В сложенной Кариной коробке обнаружились мои старые босоножки, «беременный» комбинезон, в котором я выносила двух своих мальчишек, и школьный портфель, некогда тщательно закрытый мною на замок. Портфель этот хранил старые сокровища: яблонексовские бусы; бабушкину ладанку; два кусочка медицинской клеенки с полустершимися надписями «Ахвелиди Лика Георгиевна. Мальчик», которые привязывали на ручки моим новорожденным чадам; купленное в пятом классе колечко-недельку; фотографию семнадцатого года, на которой мои бабушка и дедушка вскоре после венчания, на юной бабушке белая, ею самой связанная шаль, а рука, которую она положила на плечо мужа, черная от крестьянского труда. И письма.

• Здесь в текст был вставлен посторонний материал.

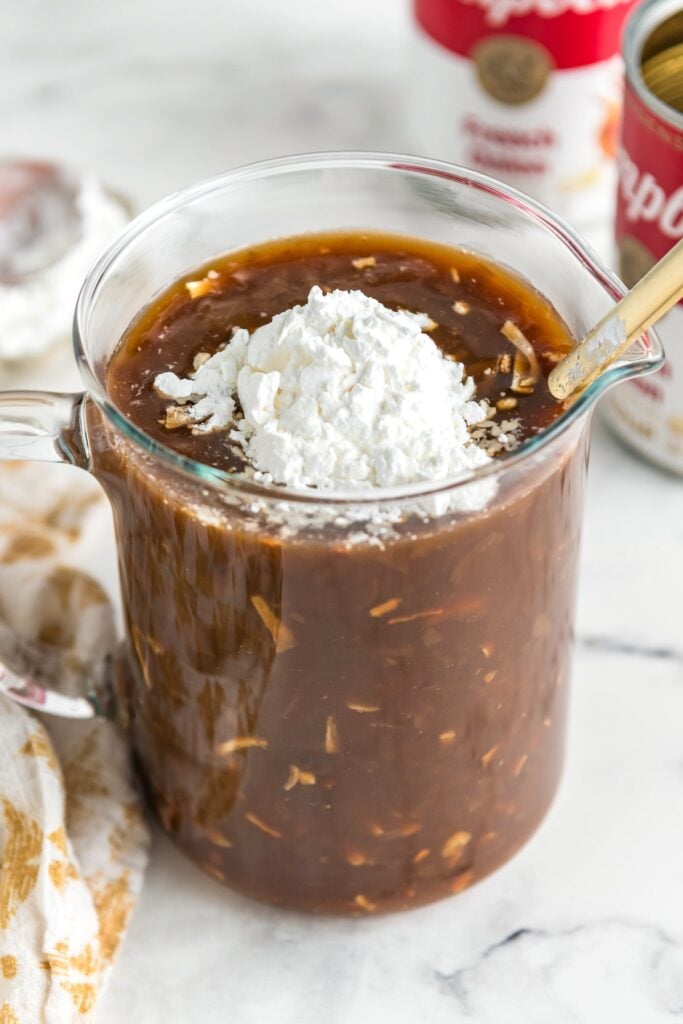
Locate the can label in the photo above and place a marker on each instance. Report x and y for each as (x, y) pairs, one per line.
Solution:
(649, 220)
(524, 90)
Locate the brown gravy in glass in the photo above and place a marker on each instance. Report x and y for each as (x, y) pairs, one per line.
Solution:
(335, 727)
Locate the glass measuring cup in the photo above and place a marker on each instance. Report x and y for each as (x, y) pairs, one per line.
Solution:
(337, 704)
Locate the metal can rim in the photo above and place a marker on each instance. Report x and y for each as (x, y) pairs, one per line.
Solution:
(641, 23)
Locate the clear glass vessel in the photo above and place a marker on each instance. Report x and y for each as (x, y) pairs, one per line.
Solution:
(337, 705)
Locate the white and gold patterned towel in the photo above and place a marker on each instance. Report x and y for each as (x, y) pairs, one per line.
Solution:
(73, 843)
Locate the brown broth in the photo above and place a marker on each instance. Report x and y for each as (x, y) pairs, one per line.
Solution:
(254, 285)
(335, 726)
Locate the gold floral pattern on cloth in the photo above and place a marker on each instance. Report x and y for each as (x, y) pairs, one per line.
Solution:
(73, 842)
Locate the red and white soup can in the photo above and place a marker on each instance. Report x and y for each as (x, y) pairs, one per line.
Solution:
(648, 414)
(528, 91)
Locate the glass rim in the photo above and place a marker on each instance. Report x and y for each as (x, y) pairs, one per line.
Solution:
(220, 479)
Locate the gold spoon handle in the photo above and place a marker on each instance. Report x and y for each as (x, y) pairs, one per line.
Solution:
(643, 305)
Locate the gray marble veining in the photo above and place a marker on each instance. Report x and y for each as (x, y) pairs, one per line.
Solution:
(586, 924)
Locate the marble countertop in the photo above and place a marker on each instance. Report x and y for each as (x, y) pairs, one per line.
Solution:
(586, 924)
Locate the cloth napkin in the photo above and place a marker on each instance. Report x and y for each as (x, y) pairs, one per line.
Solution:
(73, 841)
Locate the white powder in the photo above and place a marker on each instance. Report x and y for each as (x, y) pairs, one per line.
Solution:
(338, 393)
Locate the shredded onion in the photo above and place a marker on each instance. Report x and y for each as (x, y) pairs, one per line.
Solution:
(525, 371)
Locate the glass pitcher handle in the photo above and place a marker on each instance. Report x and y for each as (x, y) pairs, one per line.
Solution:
(46, 426)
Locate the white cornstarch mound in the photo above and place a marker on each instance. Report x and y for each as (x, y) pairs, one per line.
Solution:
(338, 393)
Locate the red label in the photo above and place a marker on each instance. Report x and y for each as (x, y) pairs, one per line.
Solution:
(577, 33)
(649, 205)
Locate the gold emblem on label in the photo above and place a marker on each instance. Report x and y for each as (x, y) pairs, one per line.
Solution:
(512, 69)
(635, 260)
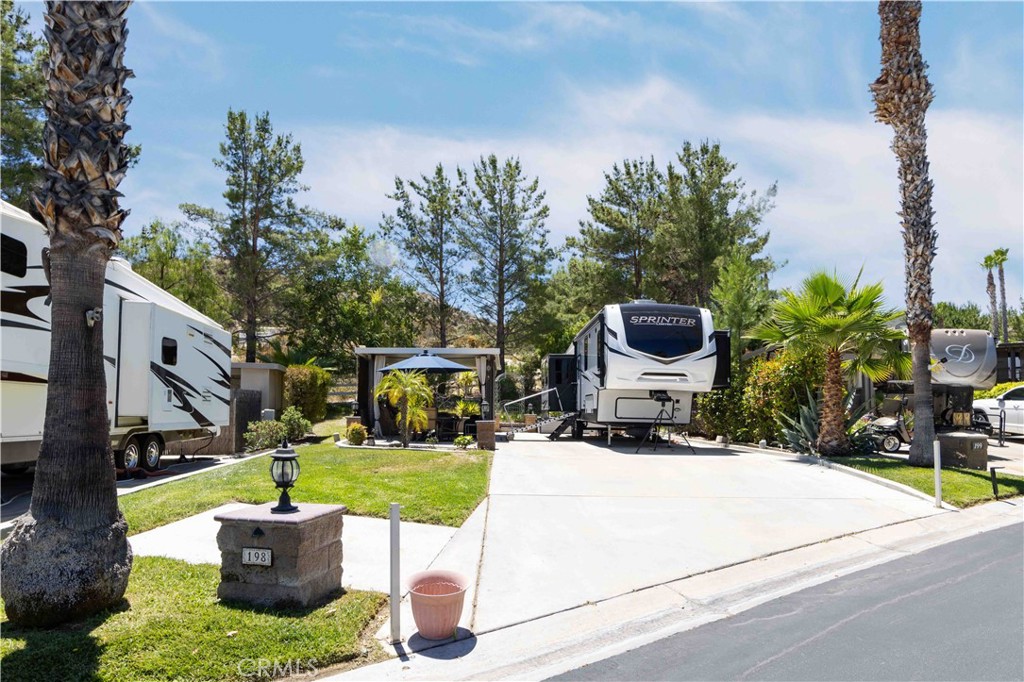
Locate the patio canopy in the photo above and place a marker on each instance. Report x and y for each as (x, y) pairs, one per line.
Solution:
(375, 363)
(427, 363)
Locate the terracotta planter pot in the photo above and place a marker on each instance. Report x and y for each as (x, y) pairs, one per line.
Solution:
(437, 597)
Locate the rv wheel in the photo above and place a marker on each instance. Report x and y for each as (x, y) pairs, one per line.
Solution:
(154, 451)
(890, 443)
(129, 457)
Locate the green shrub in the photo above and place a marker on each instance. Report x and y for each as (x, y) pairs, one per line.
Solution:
(718, 413)
(264, 434)
(297, 425)
(306, 387)
(356, 434)
(467, 409)
(775, 387)
(996, 390)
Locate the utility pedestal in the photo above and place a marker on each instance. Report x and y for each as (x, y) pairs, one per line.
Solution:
(965, 450)
(281, 560)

От потешных посланий, в которых мы с Элькой оттачивали собственное остроумие в описании незадачливых кавалеров, попутно обсуждая перипетии последнего чемпионата мира по футболу, до тех писем и стихов, что по очереди, а то и одновременно писали мне Тимка, Кимка и прочие, не дослужившиеся до статуса мужей ухажеры.

Ключик от замка я некогда запрятала под левую ножку дивана, на котором протекала моя дважды семейная жизнь. Сейчас Каринэ постелила мне на этом диване, и я, чуть сдвинув с места старого монстра, обнаружила маленький ключик. И открыла портфель.

Письма. Смешные, забытые письма, в старых, советского образца конвертах, с наспех написанными поверх заклеенного уголка последними предложениями.

А вот и гора тимкиных посланий. Как я жаждала этих писем, когда Тимур не замечал меня, как боялась и хотела найти их несколькими годами позже, уже став женой Кима, и как ненавидела эти испещренные беглым почерком серые страницы дешевой бумаги в пору, когда в собственной душе все уже окончательно оборвалось.


«…Проклятая, что же ты творишь! Ты отняла у меня все! Ты отняла у меня даже мой город. Каждая улица кричит о тебе, каждый дом, мимо которого мы когда-либо проходили, каждая скамейка, на которой сидели!

Я мечусь как ненормальный. Я ищу, где бы спрятаться, куда бы забиться, чтобы только не вспоминать, не думать о тебе. Но разве можно. Ты снова, снова и снова, как в диком кошмаре, видишься, видишься, видишься…»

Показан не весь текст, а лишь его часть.